Ainda que legítimo por princípio – pois todo documentário moderno que se preze questiona e expõe sua própria visão do objeto abordado, seu “lugar de fala” –, esse discurso em primeira pessoa (marca registrada da cineasta) resvala ocasionalmente em arrazoados demasiado amplos e, por isso mesmo, frágeis. Afirmações grandiosas, universalizantes, sobre as relações da “humanidade” com a religiosidade, ilustradas por telas de Bosch e Bruegel sob música de Bach e Vivaldi, acabam por enfraquecer, aqui e ali, o que o filme tem de mais contundente a mostrar.
Mais modesta, terrena, e ao mesmo tempo mais substantiva é a constatação, pela diretora, de que o discurso timidamente reformista da esquerda não tem hoje, nem de longe, o poder de empolgar as massas ostentado pela mensagem evangélica e sua promessa de felicidade.
O fervor revolucionário parece ter mudado de lado. A ideologia neoliberal do “empreendedorismo” casa perfeitamente com a teologia da prosperidade. Contra esse monstro de duas cabeças, “todas las armas son buenas:/ piedras/ noches/ poemas”, como diz um poema de Paulo Leminski (sobre a luta de classes). Apocalipse nos trópicos não deixa de ser um dilacerado e vertiginoso poema.
Jean-Claude Bernardet
O franco-belga-brasileiro Jean-Claude Bernardet (1936-2025), que morreu na semana passada, foi uma figura central do cinema brasileiro, como crítico, roteirista, professor, ensaísta e ator. Inquieto, cambiante, parecia sempre querer desmontar o que havia construído e recomeçar do zero.
Todos os que tiveram em algum momento contato com Jean-Claude sentiram o impacto de sua energia, de sua inteligência, de sua paixão. Muitos já falaram sobre isso, não vou chover no molhado. Este blog comentou vários dos filmes em que ele atuou nos últimos anos: Fome, de Cristiano Burlan, Antes do fim, também de Burlan, e o metadocumentário A destruição de Bernardet, de Claudia Priscilla e Pedro Marques. A boa notícia é que Jean-Claude ressurgirá em breve nas telas, ao lado de Helena Ignez, no inédito Nosferatu, de Cristiano Burlan.
Chaplin em Brasília
Habituados às tenebrosas pantomimas do Congresso Nacional, os cinéfilos de Brasília têm agora a chance de mergulhar num dos tesouros mais preciosos e duradouros do cinema, a obra de Charles Chaplin.

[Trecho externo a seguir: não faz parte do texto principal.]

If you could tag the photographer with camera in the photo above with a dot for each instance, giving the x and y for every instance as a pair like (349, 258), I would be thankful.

O Centro Cultural Banco do Brasil da capital federal exibe até 3 de agosto cerca de oitenta filmes, entre curtas, longas e médias do diretor/ator/roteirista/dançarino/mímico/compositor (programação no site do CCBB). A mostra inclui algumas exibições gratuitas ao ar livre, cursos e palestras. Quem perder merece um pontapé no traseiro.